Austin Independent School District officials on Tuesday urged trustees to prepare for deeper budget reductions in fiscal 2026–27 while protecting classroom staffing and offering a timeline for detailed proposals.
CFO Katrina Montgomery told the board the presentation was a fiscal forecast — not a preliminary or recommended budget — and asked trustees to align on guardrails that include equity-driven cuts, considering long-term impacts and centering teacher and staff voices. "This is not preliminary budget. This is not the recommended budget," Montgomery said, adding the workshop aimed to "align the board on student-centered priorities and secure clear direction on budget strategies." (Katrina Montgomery.)
Montgomery said the administration will staff teachers using a higher projected enrollment (69,550) while planning other budget lines on a lower adjusted enrollment (66,768) to provide a cushion for volatility. She cited recent declines and volatility in enrollment and in property values as drivers of the growing deficit. "We are being ultra conservative now," Montgomery said when describing a decision to model a 5% property-value decline to avoid surprises.
Board members pressed for specifics on how the district chooses its KPIs and warned against measuring for the sake of measuring. Trustee Singh asked for clearer targets and asked the administration to show the calculations behind the enrollment projection and the district's fiscal math.
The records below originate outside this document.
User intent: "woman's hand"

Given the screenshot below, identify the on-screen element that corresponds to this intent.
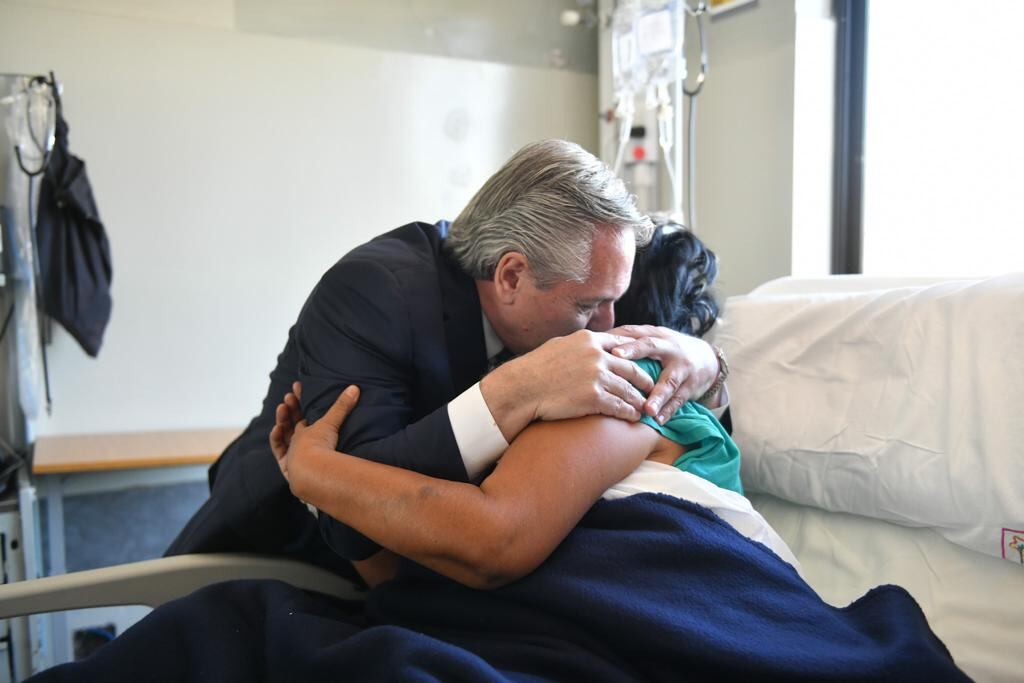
[608,325,719,424]
[270,382,359,484]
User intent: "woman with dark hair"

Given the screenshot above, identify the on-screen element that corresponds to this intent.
[271,225,778,588]
[615,223,719,337]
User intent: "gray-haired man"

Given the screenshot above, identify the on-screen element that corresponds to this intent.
[168,140,719,574]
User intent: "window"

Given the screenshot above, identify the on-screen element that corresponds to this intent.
[862,0,1024,275]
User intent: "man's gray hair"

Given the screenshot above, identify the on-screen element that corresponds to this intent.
[444,140,653,288]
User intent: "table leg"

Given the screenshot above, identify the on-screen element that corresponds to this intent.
[46,474,71,664]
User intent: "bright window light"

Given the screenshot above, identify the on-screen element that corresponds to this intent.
[863,0,1024,275]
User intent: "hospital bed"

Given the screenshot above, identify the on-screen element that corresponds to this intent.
[0,275,1024,681]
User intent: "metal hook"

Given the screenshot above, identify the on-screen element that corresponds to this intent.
[683,0,708,97]
[14,72,60,178]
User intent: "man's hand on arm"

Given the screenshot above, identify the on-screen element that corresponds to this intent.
[610,325,725,423]
[480,330,654,441]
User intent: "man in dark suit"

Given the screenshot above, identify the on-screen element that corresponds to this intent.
[168,140,721,575]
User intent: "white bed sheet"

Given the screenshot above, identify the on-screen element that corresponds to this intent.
[750,494,1024,683]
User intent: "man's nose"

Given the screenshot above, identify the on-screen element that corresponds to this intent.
[587,301,615,332]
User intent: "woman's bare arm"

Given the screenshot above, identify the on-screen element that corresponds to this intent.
[283,389,662,588]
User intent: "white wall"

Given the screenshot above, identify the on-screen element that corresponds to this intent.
[0,0,597,434]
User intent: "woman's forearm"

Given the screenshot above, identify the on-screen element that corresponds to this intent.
[289,417,658,588]
[289,452,520,588]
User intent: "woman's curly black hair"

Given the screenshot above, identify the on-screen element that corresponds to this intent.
[615,223,719,337]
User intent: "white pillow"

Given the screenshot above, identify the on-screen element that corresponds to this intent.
[716,273,1024,565]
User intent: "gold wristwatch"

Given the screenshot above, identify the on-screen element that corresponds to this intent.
[697,346,729,403]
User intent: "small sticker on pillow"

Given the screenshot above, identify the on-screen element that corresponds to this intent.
[1002,528,1024,564]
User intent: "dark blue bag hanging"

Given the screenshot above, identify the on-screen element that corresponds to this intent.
[36,76,113,357]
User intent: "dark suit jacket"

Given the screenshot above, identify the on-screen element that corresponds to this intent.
[168,221,486,573]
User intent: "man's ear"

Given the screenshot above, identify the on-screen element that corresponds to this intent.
[494,251,530,303]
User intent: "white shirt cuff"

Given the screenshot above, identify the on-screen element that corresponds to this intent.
[708,384,729,420]
[449,382,509,481]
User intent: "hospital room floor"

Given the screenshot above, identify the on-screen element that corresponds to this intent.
[41,481,209,572]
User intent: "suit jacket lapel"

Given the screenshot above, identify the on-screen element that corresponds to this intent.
[438,248,487,397]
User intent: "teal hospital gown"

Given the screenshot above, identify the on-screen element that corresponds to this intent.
[636,358,743,495]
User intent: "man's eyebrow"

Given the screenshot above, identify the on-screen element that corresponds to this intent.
[577,297,618,306]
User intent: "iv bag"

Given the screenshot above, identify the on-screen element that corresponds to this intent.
[611,0,686,93]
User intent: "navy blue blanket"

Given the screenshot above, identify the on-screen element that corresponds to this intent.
[32,494,968,682]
Administration staff replied they will provide a set of recommended KPIs and datasets and invited trustees to redline binder materials and provide feedback through a timeline and board notifications.
Montgomery presented candidate reduction strategies the administration has discussed with an ad hoc board group: monetizing three properties (estimated about $56 million), department vacancy consolidations (about $20'$22 million), higher insurance deductibles (about $2 million), and a first-year campus reductions bucket Montgomery estimated at $17 million. Even after those steps, she said, the district still faces roughly $76 million of additional reductions to reach the $171 million target.
Trustees pressed for a public timeline and earlier opportunity for campuses to weigh in about reductions that would affect operations. Montgomery said the ad hoc committee would meet again and that a fuller information session would follow in April (she identified an April 6 ad hoc meeting) so administration could return with itemized reduction options.
On enrollment methodology, Executive Director Victoria O'Neil described how the administration projects continuing cohorts by rolling cohorts, uses a four-year average for entry grades, and adjusts projections with transition-registration confirmations; she said roughly 37,000 registrations were confirmed as of the latest snapshot. O'Neil emphasized that average daily attendance is increasing proportionately, which helps budgeting, but acknowledged the district's long-term enrollment trends (especially transitions such as fifth-to-sixth grade and eighth-to-ninth grade) will require focused strategies.
What's next: administration will continue work with the board ad hoc committee, refine KPIs and projection math, and return to trustees with detailed reduction options in April and at upcoming information meetings.
(Reporting based on remarks and slides presented by Katrina Montgomery and Victoria O'Neil during the Austin ISD board work session.)